In 2021, Imgur was acquired by MediaLab.[4][5]

In 2023, in a page titled "Imgur Terms of Service Update [April 19, 2023]": "Our new Terms of Service will go into effect on May 15, 2023. We will be focused on removing old, unused, and inactive content that is not tied to a user account from our platform as well as nudity, pornography, & sexually explicit content. You will need to download/save any images that you wish to save if they no longer adhere to these Terms. Most notably, this would include explicit/pornographic content."[6] Like Tumblr, Imgur will remove porn and similar in 2023-05-15; they will also remove "old, unused, and inactive content", which makes Imgur much less of a persistent image host.

On 2024-02-26, Imgur started redirecting direct image links to the corresponding page. They had been doing that based on the referrer before already (for hotlinking protection), but since this date, they are also redirecting when no referrer is sent, e.g. because you open an i.imgur.com URL directly in a new tab. The detection seems to be based on the Accept header; if it contains text/html anywhere, regardless of the weight or any prefixes and suffixes, the server returns a redirect.

Archiving galleries

When archiving a larger gallery, eg. https://imgur.com/gallery/PTFfu, a simple ArchiveBot !ao won't do because of the JavaScript "load more" button. However, you can append /zip to the URL to get all pictures in full like so: https://imgur.com/a/PTFfu/zip (old URL format used to be https://imgur.com/gallery/PTFfu/zip).

Sitemap

A sitemap from May 2017 onwards can be found at https://imgur.com/imgur-assets/sitemap_gallery/gallery_images.xml. This sitemap only covers galleries, i.e. albums shared publicly on the platform.

Further observations

While the Wayback Machine is able to save individual Imgur posts as of 2022, the "trending" section and the home page are not saved properly, as indicated by archives from November and December displaying the same trends on the front page.[7][8]

Using Save Page Now alone is not sufficient to archive an image or album/gallery page completely as of early 2023. The created snapshot must also be loaded in a browser to trigger the retrieval and archival of the images themselves via JavaScript. For larger albums, this can often fail on some or all images due to SPN's rate limits, requiring retries.

How to help if you have lists of URLs

For other ArchiveTeam projects that can use this kind of help, see Projects requiring URL lists.

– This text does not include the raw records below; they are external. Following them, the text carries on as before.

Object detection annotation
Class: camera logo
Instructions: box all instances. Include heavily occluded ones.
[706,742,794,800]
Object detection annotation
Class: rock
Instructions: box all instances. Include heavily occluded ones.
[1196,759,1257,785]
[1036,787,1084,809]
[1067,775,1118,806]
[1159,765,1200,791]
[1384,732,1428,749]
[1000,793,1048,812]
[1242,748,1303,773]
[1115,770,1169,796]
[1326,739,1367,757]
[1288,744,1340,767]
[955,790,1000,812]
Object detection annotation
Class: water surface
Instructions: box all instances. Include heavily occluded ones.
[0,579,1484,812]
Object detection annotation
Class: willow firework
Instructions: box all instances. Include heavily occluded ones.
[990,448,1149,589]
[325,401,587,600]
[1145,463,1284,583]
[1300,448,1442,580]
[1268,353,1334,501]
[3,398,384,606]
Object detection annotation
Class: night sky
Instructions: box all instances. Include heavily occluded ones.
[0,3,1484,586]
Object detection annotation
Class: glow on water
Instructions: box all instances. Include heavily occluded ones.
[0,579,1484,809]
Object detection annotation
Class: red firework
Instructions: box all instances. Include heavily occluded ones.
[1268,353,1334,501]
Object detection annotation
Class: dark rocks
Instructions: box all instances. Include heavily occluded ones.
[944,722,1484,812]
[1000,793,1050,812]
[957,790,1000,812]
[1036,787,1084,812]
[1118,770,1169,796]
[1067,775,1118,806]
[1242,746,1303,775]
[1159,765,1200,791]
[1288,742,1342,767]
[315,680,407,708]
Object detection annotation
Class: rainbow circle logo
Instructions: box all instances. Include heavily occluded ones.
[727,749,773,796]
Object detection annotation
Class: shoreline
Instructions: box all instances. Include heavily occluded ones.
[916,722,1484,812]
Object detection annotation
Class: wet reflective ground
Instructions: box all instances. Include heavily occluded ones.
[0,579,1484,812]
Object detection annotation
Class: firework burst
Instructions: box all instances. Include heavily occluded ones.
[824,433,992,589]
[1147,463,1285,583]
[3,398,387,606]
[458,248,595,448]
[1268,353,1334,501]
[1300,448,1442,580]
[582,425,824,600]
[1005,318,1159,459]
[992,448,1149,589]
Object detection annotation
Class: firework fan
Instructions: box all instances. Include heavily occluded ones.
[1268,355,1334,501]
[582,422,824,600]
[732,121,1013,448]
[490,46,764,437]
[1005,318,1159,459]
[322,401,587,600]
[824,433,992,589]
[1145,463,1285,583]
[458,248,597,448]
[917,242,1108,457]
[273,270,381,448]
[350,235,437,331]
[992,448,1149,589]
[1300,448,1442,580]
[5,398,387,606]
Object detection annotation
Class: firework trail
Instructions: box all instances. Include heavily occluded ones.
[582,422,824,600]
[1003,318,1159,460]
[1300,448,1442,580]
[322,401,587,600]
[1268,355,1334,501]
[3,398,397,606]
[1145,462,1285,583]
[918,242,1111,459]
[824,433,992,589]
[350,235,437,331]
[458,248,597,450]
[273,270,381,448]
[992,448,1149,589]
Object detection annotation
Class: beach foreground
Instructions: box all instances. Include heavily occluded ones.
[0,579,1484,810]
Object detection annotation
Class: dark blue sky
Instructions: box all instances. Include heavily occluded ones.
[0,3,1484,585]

This project requires lists of URLs for content on the target website. If you have a source of URLs, please:

  1. Use the PCRE regular expression \S*imgur\S* for filtering.
    • Note that this regex is intentionally broad to cover many different URL formats. Please do not try to use a more narrow pattern, as it may miss valid URLs. We can always filter or transform the results as needed later.
    • Enable case-insensitive matching (e.g. grep's -i) to catch URLs with capitalization.
    • If using grep or similar, enable text matching (-a or --text) to catch URLs in files with apparent binary data.
    • Example command (GNU grep): grep -Pahoi '\S*imgur\S*' FILENAME FILENAME...
  2. If the output exceeds a few megabytes, compress it, preferably using zstd -10.
  3. Give the file a descriptive name and upload it to https://transfer.archivete.am/.
  4. Share the resulting URL in the project IRC channel.
    • If you wish your list to remain private, please get in touch with a channel op (e.g. arkiver or JustAnotherArchivist). Items generated from your list will still be processed publicly, but they will be mixed in with all other items and channel logs will not associate them with you.